For a terrible, humiliating second, he thought he was going to be sick.

He breathed shallowly, and only through his mouth, through the mask, but still the smell was there. He knew he needed to be stronger right now, to think of her, but it felt as if he were drowning. He couldn’t catch his breath, get steady.

“Jo,” he said softly, his voice creaky, his breathing accelerated. “I’m so sorry,” he said finally—finally—finding the strength to look at her. He knew pity and horror were in his eyes; there was nothing he could do about it. He shouldn’t have come in here, not so unprepared. She needed him to be strong and certain now, and he couldn’t do it. “I didn’t talk to the doctor … I didn’t know. I should have waited…” He started to reach for her hand and saw the bruising, then drew back. “I don’t want to hurt you.”

“Too late for that,” she said quietly, tears glittering in her eyes.

“Jolene—”

She turned her bloody, swollen face away from him. “Tami was wrong,” she said softly, more to herself than to him.

“What? What about Tami?”

“It’s too late for us, Michael. You were right about that.” Her voice broke on the sentence, made him feel even worse. She reached out and pushed the morphine button, and in no time, she was asleep.





Seventeen



He’d let her down, again. He’d seen her injured leg and panicked, just panicked. Why had no one warned him? If he’d known, maybe he would have been able to mask his initial reaction.

Maybe. But honestly, he doubted it. Her injuries had overwhelmed him. How was he supposed to help her?

“Mr. Zarkades?”

He turned, saw a tall, gray-haired man in a white coat walk into the room. Above a surgical mask, his gray eyes were serious.

“I’m sorry for the delay, Mr. Zarkades. Emergencies happen fast around here. I’m Captain Sands. Jim. I wanted to talk to you before you saw her.”

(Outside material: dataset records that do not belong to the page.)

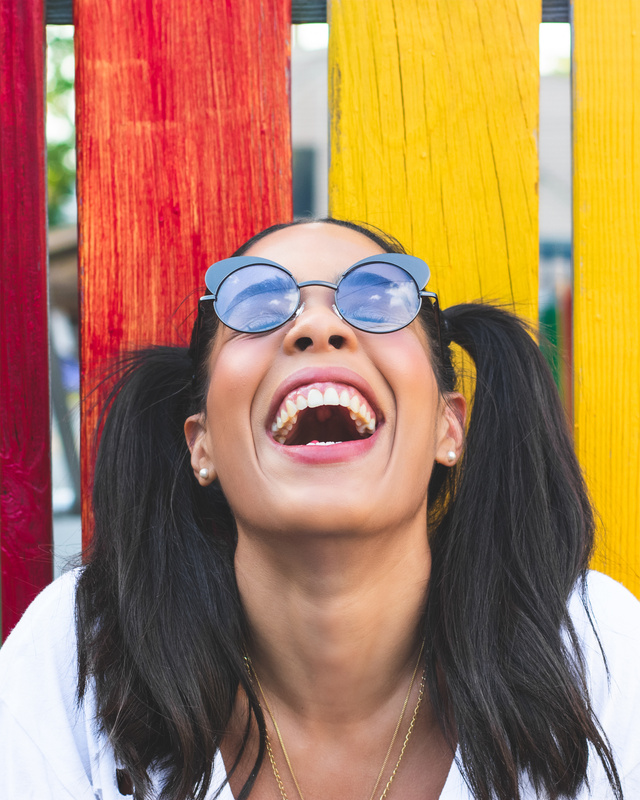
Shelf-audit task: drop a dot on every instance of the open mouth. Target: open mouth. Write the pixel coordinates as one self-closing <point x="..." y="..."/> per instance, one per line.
<point x="323" y="414"/>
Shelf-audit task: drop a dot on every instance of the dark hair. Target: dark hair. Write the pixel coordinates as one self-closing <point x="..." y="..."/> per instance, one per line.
<point x="160" y="625"/>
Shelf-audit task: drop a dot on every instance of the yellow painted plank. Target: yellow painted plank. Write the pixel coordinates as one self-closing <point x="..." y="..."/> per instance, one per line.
<point x="434" y="136"/>
<point x="606" y="146"/>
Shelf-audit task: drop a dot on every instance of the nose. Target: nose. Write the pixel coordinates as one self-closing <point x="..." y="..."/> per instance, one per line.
<point x="318" y="325"/>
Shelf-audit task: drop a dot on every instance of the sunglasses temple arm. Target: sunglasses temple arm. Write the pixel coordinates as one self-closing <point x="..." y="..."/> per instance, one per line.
<point x="433" y="297"/>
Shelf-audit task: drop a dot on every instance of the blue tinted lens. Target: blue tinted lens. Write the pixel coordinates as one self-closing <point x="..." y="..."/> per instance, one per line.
<point x="379" y="298"/>
<point x="257" y="298"/>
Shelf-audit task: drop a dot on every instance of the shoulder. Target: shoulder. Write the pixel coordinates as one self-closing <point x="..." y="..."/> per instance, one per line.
<point x="48" y="743"/>
<point x="611" y="650"/>
<point x="44" y="640"/>
<point x="615" y="614"/>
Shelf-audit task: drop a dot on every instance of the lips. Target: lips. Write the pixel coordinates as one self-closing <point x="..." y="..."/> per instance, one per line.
<point x="334" y="408"/>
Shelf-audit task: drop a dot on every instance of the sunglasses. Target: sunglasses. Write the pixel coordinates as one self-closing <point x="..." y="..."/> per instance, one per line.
<point x="379" y="294"/>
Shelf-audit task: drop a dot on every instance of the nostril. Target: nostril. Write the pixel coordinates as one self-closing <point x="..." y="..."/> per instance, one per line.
<point x="303" y="342"/>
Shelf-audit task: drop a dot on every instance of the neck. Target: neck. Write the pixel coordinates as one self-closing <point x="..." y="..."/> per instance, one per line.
<point x="334" y="619"/>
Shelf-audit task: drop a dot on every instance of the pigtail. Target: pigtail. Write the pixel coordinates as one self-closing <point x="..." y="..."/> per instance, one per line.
<point x="507" y="551"/>
<point x="159" y="621"/>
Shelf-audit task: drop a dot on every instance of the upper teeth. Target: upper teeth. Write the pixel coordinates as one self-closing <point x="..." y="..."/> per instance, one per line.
<point x="318" y="395"/>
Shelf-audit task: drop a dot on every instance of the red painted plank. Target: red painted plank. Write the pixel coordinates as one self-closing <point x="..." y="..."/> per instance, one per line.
<point x="25" y="452"/>
<point x="184" y="152"/>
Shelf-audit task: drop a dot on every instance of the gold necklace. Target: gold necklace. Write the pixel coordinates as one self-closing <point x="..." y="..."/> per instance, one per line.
<point x="272" y="760"/>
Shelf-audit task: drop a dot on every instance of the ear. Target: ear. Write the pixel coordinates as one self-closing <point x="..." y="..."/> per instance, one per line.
<point x="195" y="433"/>
<point x="450" y="429"/>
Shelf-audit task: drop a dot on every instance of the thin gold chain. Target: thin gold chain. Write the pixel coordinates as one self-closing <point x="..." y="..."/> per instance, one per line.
<point x="272" y="759"/>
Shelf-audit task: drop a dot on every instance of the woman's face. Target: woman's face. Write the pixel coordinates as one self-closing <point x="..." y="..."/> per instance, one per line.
<point x="376" y="394"/>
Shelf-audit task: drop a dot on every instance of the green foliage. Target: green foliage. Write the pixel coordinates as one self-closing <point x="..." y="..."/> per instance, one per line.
<point x="61" y="143"/>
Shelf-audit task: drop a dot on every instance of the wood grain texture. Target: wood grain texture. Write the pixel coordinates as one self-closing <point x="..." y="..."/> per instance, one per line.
<point x="606" y="188"/>
<point x="433" y="137"/>
<point x="184" y="152"/>
<point x="25" y="450"/>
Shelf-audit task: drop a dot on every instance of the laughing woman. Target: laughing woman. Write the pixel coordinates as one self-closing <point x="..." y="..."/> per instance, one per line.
<point x="310" y="578"/>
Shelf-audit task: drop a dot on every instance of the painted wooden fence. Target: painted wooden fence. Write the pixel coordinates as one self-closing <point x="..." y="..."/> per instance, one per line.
<point x="183" y="148"/>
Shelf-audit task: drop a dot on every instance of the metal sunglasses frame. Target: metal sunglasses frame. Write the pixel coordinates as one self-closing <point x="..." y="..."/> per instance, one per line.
<point x="415" y="267"/>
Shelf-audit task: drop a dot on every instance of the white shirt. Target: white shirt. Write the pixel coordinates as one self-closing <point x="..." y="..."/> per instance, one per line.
<point x="51" y="749"/>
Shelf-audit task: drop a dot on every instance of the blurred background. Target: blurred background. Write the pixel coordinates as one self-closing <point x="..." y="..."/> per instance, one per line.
<point x="310" y="128"/>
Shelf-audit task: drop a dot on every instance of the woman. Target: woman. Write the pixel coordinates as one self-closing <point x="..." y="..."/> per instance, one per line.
<point x="330" y="590"/>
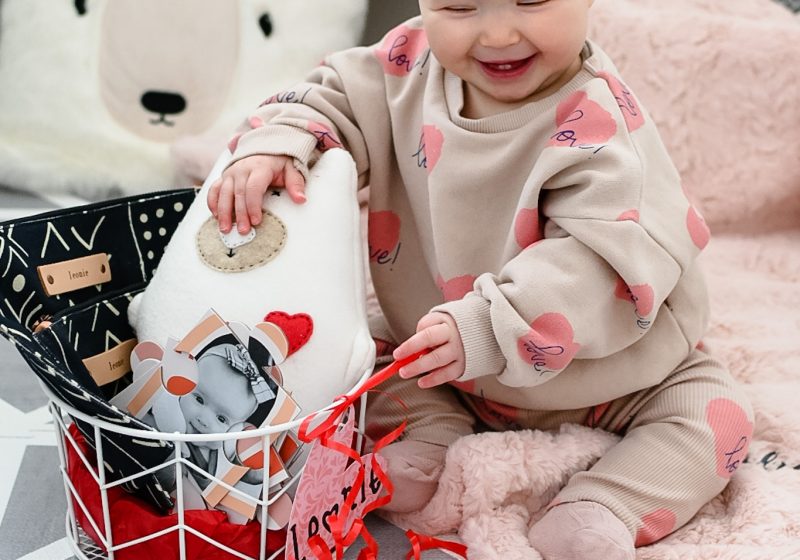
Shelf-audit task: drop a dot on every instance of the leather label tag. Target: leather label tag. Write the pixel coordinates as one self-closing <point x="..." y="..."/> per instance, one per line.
<point x="111" y="364"/>
<point x="68" y="276"/>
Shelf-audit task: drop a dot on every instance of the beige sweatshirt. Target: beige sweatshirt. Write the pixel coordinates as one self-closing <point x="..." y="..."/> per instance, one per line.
<point x="557" y="234"/>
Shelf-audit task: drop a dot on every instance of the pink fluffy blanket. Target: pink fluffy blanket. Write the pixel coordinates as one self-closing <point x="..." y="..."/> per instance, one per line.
<point x="732" y="124"/>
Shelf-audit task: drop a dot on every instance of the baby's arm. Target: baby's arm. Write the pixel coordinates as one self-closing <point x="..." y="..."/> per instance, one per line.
<point x="290" y="130"/>
<point x="615" y="247"/>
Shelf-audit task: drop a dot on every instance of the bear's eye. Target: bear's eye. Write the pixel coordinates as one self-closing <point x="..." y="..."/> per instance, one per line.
<point x="265" y="22"/>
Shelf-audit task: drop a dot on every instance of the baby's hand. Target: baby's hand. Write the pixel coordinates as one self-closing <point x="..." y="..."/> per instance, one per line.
<point x="445" y="362"/>
<point x="237" y="196"/>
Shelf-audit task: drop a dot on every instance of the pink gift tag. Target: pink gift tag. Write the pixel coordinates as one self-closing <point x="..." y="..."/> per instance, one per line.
<point x="322" y="490"/>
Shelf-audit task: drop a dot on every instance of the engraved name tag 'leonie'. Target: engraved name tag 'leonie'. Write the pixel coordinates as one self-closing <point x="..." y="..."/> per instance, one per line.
<point x="68" y="276"/>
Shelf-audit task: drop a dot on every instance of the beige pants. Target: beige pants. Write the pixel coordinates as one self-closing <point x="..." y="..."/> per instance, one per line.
<point x="682" y="440"/>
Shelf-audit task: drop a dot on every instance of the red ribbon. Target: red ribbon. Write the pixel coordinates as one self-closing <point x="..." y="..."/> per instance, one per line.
<point x="324" y="432"/>
<point x="420" y="543"/>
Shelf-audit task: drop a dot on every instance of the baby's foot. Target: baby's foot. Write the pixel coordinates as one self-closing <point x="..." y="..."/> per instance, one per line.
<point x="581" y="531"/>
<point x="414" y="468"/>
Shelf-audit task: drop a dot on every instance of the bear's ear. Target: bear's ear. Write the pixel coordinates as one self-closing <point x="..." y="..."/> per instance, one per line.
<point x="265" y="22"/>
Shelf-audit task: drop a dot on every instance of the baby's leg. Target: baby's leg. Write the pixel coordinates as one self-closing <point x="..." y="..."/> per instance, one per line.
<point x="683" y="441"/>
<point x="436" y="418"/>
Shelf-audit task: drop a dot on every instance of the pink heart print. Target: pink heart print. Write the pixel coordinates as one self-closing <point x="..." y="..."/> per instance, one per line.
<point x="549" y="346"/>
<point x="582" y="123"/>
<point x="403" y="50"/>
<point x="383" y="236"/>
<point x="733" y="431"/>
<point x="432" y="140"/>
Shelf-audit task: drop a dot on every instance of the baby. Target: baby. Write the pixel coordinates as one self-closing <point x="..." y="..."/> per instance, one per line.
<point x="527" y="225"/>
<point x="228" y="393"/>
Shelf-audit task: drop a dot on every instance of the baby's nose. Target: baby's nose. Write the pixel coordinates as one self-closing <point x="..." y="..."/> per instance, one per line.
<point x="499" y="32"/>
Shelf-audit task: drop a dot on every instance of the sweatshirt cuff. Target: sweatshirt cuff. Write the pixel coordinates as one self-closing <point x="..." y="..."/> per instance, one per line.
<point x="481" y="350"/>
<point x="279" y="140"/>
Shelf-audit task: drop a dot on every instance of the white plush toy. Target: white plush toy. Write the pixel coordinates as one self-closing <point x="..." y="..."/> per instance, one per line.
<point x="303" y="271"/>
<point x="98" y="96"/>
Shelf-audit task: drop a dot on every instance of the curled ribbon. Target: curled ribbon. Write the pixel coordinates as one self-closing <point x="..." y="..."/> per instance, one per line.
<point x="324" y="432"/>
<point x="420" y="543"/>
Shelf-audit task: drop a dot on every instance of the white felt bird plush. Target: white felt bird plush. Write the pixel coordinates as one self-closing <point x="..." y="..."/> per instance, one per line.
<point x="302" y="271"/>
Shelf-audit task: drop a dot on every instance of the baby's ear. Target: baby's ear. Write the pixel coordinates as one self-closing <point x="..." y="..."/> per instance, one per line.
<point x="80" y="7"/>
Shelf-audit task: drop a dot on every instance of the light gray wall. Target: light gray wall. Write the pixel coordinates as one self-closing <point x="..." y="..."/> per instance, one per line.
<point x="385" y="14"/>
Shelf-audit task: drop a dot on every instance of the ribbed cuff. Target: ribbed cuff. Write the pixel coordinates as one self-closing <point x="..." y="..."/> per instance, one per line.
<point x="278" y="140"/>
<point x="482" y="352"/>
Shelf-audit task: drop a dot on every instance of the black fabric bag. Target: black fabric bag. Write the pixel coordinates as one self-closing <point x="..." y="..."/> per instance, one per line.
<point x="132" y="233"/>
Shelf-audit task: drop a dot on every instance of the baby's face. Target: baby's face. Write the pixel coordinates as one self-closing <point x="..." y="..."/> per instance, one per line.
<point x="508" y="52"/>
<point x="222" y="398"/>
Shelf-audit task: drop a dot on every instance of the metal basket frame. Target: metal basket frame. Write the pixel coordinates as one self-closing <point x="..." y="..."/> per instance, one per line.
<point x="86" y="549"/>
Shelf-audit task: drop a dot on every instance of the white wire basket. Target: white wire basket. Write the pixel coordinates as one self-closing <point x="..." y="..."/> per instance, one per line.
<point x="109" y="547"/>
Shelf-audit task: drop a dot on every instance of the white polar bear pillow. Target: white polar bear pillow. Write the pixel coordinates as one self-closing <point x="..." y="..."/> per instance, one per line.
<point x="302" y="271"/>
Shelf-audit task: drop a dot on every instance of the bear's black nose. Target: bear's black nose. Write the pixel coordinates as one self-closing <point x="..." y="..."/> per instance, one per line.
<point x="163" y="102"/>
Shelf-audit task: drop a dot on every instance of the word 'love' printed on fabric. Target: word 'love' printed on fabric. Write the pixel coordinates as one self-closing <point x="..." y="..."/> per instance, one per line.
<point x="569" y="136"/>
<point x="287" y="97"/>
<point x="398" y="55"/>
<point x="771" y="461"/>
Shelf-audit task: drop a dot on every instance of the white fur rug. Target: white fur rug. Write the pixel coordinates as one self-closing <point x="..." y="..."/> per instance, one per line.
<point x="495" y="485"/>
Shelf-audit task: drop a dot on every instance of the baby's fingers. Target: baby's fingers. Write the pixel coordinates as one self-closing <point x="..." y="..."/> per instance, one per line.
<point x="257" y="184"/>
<point x="430" y="337"/>
<point x="440" y="376"/>
<point x="225" y="204"/>
<point x="439" y="357"/>
<point x="294" y="183"/>
<point x="213" y="196"/>
<point x="240" y="203"/>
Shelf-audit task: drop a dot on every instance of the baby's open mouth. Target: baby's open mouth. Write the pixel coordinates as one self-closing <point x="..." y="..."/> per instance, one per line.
<point x="507" y="68"/>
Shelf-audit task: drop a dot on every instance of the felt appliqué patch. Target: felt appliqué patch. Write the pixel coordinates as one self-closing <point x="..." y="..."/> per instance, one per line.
<point x="269" y="240"/>
<point x="298" y="327"/>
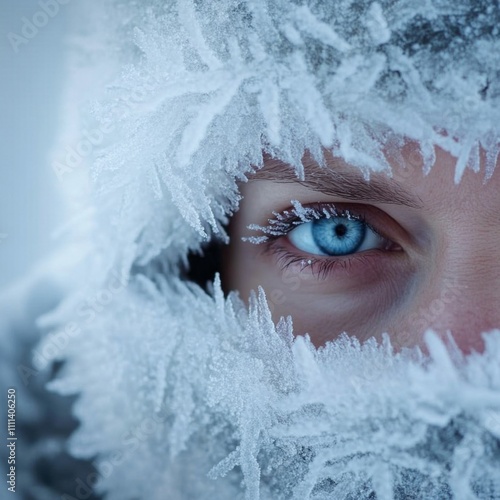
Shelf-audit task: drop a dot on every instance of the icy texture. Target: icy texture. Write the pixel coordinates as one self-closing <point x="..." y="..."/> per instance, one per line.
<point x="208" y="400"/>
<point x="196" y="91"/>
<point x="187" y="395"/>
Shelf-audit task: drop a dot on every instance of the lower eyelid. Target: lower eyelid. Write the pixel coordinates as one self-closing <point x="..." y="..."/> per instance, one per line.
<point x="288" y="257"/>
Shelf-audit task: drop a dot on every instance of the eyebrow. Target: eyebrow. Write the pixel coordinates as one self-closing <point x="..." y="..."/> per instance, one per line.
<point x="348" y="185"/>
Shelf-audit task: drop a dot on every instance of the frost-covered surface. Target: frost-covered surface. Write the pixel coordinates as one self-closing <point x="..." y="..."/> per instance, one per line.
<point x="190" y="396"/>
<point x="207" y="400"/>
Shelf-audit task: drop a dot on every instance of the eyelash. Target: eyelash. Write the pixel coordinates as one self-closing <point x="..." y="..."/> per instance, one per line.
<point x="286" y="221"/>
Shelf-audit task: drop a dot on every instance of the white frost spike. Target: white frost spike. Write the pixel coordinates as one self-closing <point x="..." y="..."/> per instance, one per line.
<point x="309" y="23"/>
<point x="270" y="107"/>
<point x="188" y="18"/>
<point x="377" y="25"/>
<point x="196" y="131"/>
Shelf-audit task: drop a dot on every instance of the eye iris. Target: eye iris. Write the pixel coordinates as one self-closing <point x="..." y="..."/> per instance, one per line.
<point x="338" y="235"/>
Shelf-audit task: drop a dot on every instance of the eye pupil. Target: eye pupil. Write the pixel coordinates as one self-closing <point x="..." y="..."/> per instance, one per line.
<point x="340" y="230"/>
<point x="338" y="235"/>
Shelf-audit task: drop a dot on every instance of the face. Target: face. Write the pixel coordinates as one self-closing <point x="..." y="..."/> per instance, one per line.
<point x="394" y="254"/>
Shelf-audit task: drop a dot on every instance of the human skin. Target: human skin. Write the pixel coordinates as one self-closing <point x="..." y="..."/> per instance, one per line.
<point x="438" y="267"/>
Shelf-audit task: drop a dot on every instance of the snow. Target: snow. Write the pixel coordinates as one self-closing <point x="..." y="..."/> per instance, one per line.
<point x="191" y="393"/>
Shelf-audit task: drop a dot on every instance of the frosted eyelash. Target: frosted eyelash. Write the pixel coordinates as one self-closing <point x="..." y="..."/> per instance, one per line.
<point x="285" y="221"/>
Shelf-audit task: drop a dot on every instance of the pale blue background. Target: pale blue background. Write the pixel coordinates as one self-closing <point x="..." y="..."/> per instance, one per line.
<point x="31" y="82"/>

Michael felt a rush of shame again, then anger—at himself, at the military, at this man who hadn’t shown up in time, at God. “That would have been nice.”

“Come with me,” Sands said, leading him out into the busy hallway. There were nurses everywhere out here, running from room to room.

“As I’m sure you can tell,” Sands said as Jolene’s door clicked shut. “Your wife has sustained some serious injuries. There are a lot of concerns now but the biggest is infection. Blast wounds, such as hers, are particularly dangerous. You can’t imagine what finds its way into the wound. Bacteria is rampant. We’re debriding the leg daily—taking her into surgery and cleaning it—but to be honest, I’m not hopeful.”

“What does that mean, not hopeful?”

“There’s a chance she’ll lose her leg. We don’t know about her right hand yet, whether she’ll regain use of it.”

“How can I help her?”

“We’re doing all we can. The injuries to her face will heal quickly.”

Michael thanked the doctor and went back to stand by Jolene’s bed. He was there for hours, staring down at her, waiting for her to waken. He felt sick with the need to apologize to her, to recast his reaction. To be a better man. He’d grown so much in her absence, and then, at the first chance to show her those changes, he had failed. Utterly.

Finally, exhausted, he left her room and headed out of the hospital. But as he approached the elevators, he thought of Carl and Tami. He asked a nurse where the ICU was and then took the elevator up one floor to Tami’s room.

Through the window, he saw Carl standing at his wife’s bedside, his head bent forward, tears running down his cheeks. Michael was about to leave, but Carl looked up and saw him. Wiping his eyes, straightening, Carl walked away from the bed, came to the door, opened it.

“How is she?” Michael asked.

“Traumatic brain injury.” Carl shrugged. “It means she may wake up and she may not. She may be perfectly fine and she may not. They took out a piece of her skull because her brain is swelling. How’s Jo?”

Michael was surprised at the tears that stung his eyes. He didn’t bother wiping them away. “She may lose her leg, and her right hand is useless for now.”

They stared at each other. It should have been comforting, but it wasn’t. Michael couldn’t stand here with this man he hardly knew, trading fear back and forth. “Well. I’m heading to the Landstuhl House,” he said. It was a place built by some American philanthropist to house the families of wounded soldiers.

“I’m going to sleep here tonight. I had them bring me a bed.”

Michael should have thought of that. He mumbled something about seeing Carl tomorrow and headed out of the hospital. Less than thirty minutes later, he was settled into a small, well-appointed room with a bathroom en suite and a double bed in the Landstuhl House.